Dr. Kimberly Brokaw, DVM
(6/2015) Determining how urgent an emergency is can be difficult for many owners. I always tell clients that if it pertains to an eye, it is an emergency that should be treated that day. While treating it within the first hour isn't essential, waiting a couple days to see if it gets better is a bad idea. Eyes can heal remarkably quickly, but they can
also degrade rapidly as well. Small corneal scratches have led to permanent blindness and removal of the eye. At the same time, penetrating wounds such as removing a stick from the eyeball, have been successfully treated. Promptness of care and diligent treatment can make all the difference in whether your pet is able to see following ocular trauma.
Two of my clients had eye related emergencies over the weekend. Both of these clients knew that the vet should be called out to provide treatment. My first client has a pretty palomino quarter horse. Goldie had been brought in for breakfast when she noticed his eye. I was immediately called with the owner frantically telling me that Goldie had gouged
out his eye and it was bleeding everywhere and swollen. She said she hadn't searched the field for his eyeball but asked if she found it could I put it back in. I told her most likely no. She didn't ask me any further questions and I drove straight to her barn.
When I arrived at the barn, I walked into the stall to discover Goldie quietly eating hay in the corner with his left eye swollen shut and a small scrape on the lower eyelid and a little bit of blood on his knee from where he had been wiping his eye. Since his eye was sore, he needed to be sedated in order to examine it thoroughly. His eye had not been
gouged out. It was in the socket where it belonged. I reassured the worried owner and showed her that his eye was in fact there. It was just the swollen eyelids making it difficult for her to see the eye. There was a small scrape (just a little bigger than a paper cut) on the lower lid. I dyed the eye with fluorescein and could see two faint linear scratches on the cornea. I
gave Goldie an injection for the swelling, put some antibiotic ointment in the eye and proceeded to tell the owner how to care for Goldie's eye. Since the scratches on Goldie's eye were small, not deep and received prompt care, they could be treated with an antibacterial ointment given every 4 hours for a day or two. With proper treatment, Goldie made a full recovery.

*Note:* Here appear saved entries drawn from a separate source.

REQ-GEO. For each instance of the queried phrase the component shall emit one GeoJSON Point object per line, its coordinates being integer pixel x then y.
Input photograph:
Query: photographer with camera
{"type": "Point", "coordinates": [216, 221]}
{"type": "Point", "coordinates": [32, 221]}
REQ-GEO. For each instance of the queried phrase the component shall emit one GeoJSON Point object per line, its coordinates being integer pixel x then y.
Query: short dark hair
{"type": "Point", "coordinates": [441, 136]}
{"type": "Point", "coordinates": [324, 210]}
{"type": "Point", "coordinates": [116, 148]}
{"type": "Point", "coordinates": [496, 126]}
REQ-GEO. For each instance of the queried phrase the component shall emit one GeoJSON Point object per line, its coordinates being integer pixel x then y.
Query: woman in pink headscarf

My second eye injury of the weekend was very different. A local dairy farmer called to say that her cow had cut her eye. She said it needed stitches but wasn't bad. She told me that if I was in the middle of dinner or doing something that it could easily wait until I was finished. I told her I was not and would head right over.
I'm very glad I went straight to her farm. The cow was standing in the milking parlor with puddles of blood in front of her face. She had cut through a small artery and blood was still squirting. You could see multiple bloody bandages where the dairy farmer had tried to hold pressure to get the bleeding to stop but had failed. I was thinking to myself
that if this is the sort of thing she says can wait, I can't imagine what she thinks is urgent.
I numbed the eyelid with local anesthetic block, found the bleeding artery and tied it off and then sutured the eyelid back in place. Although the eyelid was cut, the eye itself was remarkably undamaged. As soon as I finished, the cow was back to eating. She seemed to be no more traumatized by the incident than her owner was.
Treating an eye is difficult without a good eye exam, a proper diagnosis, and an owner or other knowledgable person who will provide the prescribed treatment at the proper intervals. A minor scratch will usually heal rapidly with antibiotic ointment given every 4 hours for a day, as long as the owner does not inadvertently use a leftover eye medicine
that contains steroid or is otherwise inappropriate treatment.
An eye that is swollen shut due to uveitis instead of a simple scratch, needs steroid or other immune suppressant to save the vision of the eye. An eye that has a deep ulcer, sometimes from a neglected scratch, may need antibacterial and antifungal eye medication every 2 hours around the clock. While some owners are able to administer eye medicine
around the clock, other owners have work schedules that prevent them from doing the regular treatments. Sometimes, horses refuse to cooperate and let their owners administer eye medicines. It is important for the owner and the vet to have an honest discussion about what the owner can and cannot do. If the horse needs regular medication to save the eye, and the owner can't
give the medicine, the horse can be sent to the Equine Medical Center in Leesburg or another hospital for treatments.
While both of these animals made a full recovery, the owner's interpretation of how significant the injuries were were quite different. One of the nice things about developing a working relationship with a client is that you get to learn how they interpret injuries to their pets. I have one client that I know if she calls hysterically saying that her
dog is bleeding everywhere, I ask how much blood. Her answer will start with lots of blood and slowly as I ask her questions I realize that "lots of blood" is in fact just a few drops. I also have clients where the opposite is true. When they call to say their horse seems a little sick, you better get out there quickly as the horse is actually at death's door. So while all
eye injuries are emergencies that need prompt treatment, even eyes have a variance of urgency.